For the interior of his 1977 Jeep CJ7, Epple went a simplistic and functional route with some custom twists thrown into the mix. The rear seat was salvaged from the original Jeep and then wrapped in a Corbeau cover to match the front Corbeau seats. A one-off DD Custom dash was used, featuring AutoMeter gauges, Carling Contoura II rocker switches, and a Pioneer stereo, tied to an Alpine amp, 4-inch JL Audio front speakers, and 6×9-inch JL Audio rear speakers. Other features include an ’82 CJ steering column, a Cadillac Escalade fly-by-wire gas pedal, one-off automatic-style brake pedal, Heater Craft heater, Art Carr Rock Gate shifter, and a custom Levi’s covered center console.

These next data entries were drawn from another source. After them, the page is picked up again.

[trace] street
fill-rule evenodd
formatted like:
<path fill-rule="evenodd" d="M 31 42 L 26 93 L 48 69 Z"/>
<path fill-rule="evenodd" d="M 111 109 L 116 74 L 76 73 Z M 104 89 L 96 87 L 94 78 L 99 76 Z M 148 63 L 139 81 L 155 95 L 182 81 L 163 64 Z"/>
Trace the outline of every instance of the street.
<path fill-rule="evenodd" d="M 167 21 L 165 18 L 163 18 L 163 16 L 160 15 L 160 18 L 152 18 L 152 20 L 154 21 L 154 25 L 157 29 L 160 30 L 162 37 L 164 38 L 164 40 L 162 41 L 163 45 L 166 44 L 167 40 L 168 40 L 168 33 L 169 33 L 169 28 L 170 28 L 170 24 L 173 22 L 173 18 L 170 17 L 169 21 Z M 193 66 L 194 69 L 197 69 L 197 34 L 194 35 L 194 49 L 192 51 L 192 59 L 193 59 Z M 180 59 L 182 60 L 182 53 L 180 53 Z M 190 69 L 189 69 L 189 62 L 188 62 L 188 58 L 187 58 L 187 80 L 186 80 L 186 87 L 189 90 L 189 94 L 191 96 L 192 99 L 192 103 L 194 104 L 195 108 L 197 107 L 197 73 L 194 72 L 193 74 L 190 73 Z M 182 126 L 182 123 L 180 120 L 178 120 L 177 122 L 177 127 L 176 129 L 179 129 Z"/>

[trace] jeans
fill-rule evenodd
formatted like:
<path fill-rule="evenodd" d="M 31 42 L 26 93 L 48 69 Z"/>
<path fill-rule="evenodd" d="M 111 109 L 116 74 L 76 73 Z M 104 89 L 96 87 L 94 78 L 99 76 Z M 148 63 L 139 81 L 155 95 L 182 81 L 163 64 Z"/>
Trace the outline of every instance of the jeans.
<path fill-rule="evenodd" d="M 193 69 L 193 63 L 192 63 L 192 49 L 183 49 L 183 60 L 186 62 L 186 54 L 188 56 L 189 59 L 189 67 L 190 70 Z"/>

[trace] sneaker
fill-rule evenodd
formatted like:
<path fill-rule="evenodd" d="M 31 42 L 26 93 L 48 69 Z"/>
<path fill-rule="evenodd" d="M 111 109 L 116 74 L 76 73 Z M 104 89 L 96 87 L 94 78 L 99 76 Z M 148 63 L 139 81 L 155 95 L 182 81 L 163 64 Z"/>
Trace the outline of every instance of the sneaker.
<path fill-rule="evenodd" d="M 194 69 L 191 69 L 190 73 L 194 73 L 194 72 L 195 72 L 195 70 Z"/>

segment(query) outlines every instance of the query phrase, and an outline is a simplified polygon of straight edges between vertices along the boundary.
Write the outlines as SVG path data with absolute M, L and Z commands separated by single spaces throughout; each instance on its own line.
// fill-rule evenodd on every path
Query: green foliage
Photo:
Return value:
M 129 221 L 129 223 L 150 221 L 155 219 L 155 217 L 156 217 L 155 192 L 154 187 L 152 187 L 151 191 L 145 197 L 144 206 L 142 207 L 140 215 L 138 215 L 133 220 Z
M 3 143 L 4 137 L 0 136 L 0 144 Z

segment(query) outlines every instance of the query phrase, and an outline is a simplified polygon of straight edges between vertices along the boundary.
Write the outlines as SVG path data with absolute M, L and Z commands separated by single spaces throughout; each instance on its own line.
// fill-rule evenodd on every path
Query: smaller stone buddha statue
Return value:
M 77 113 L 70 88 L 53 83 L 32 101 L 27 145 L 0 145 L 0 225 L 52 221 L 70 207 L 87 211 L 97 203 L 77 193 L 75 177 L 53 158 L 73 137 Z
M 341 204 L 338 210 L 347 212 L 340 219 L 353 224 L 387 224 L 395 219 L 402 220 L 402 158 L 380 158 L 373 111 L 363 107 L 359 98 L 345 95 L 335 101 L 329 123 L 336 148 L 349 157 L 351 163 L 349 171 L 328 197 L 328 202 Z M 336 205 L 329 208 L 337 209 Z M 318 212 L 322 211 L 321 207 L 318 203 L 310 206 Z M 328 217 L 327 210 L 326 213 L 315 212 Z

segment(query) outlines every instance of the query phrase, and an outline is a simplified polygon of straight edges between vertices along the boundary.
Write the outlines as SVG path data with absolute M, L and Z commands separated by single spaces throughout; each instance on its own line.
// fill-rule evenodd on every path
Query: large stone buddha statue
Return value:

While Epple’s Jeep has everything covered in the looks department, it’s not too shabby when it comes to performance components either.
Underneath, the Jeep is just as custom as the interior/exterior, from the Throttle Down mandrel-bent frame to the handmade trans mount/cross member/skid plate combination Epple proudly pointed out to us. The front axle is the Jeep’s original Dana 30 fitted with 4.10 gears and an Eaton E-locker. It’s fully rejuvenated with new ball joints, bearings, etc. Out back, the Jeep is outfitted with a 35-spline, Currie 9-inch rear end, Ford Explorer disc brakes and an ARB locker.
Giving the 1977 Jeep CJ7 its rock-crawling stance is a 3-inch BDS lift with Dynatrac U-bolt flip kits. Rolling attire on the truck consists of 15×8-inch Mickey Thompson Classic III Wheels wrapped in 33-12.50 Toyo Open Country MT tires, while
Powering the custom Jeep is a cammed and tuned Lq9 6.0L V8 from a 2003 Cadillac Escalade, which has been otherwise upgraded with a Griffin aluminum radiator fitted with Flexa Lite electric fans. The handcrafted 22-gallon gas tank features an in-tank Walboro pump, Aeroquip teflon-lined braided stainless fuel lines, a Trick Flow billet fuel filter, and a custom 2 ½-inch exhaust with Flowmaster 40 series mufflers. It sounds bad ass! The massaged Caddy engine is backed by a built 4l65E automatic transmission with an Earl’s Performance transmission cooler, which pushes the V8s power to the front and rear wheels via a 3.8:1 Atlas II transfer case and Tom Woods driveshaft’s.
Truly a one-of-a-kind ride, Epple’s 1977 CJ7 is one of the nicest custom Jeeps we’ve seen. But no matter how nice it is, the best part for Epple is enjoying it with his wife Amber, and their sons Cole and Jackson. A family that off roads and shows together stays together! Not only that, custom cars and trucks built at home tend to strengthen family bonds, making it all that much sweeter when their hard work is rewarded.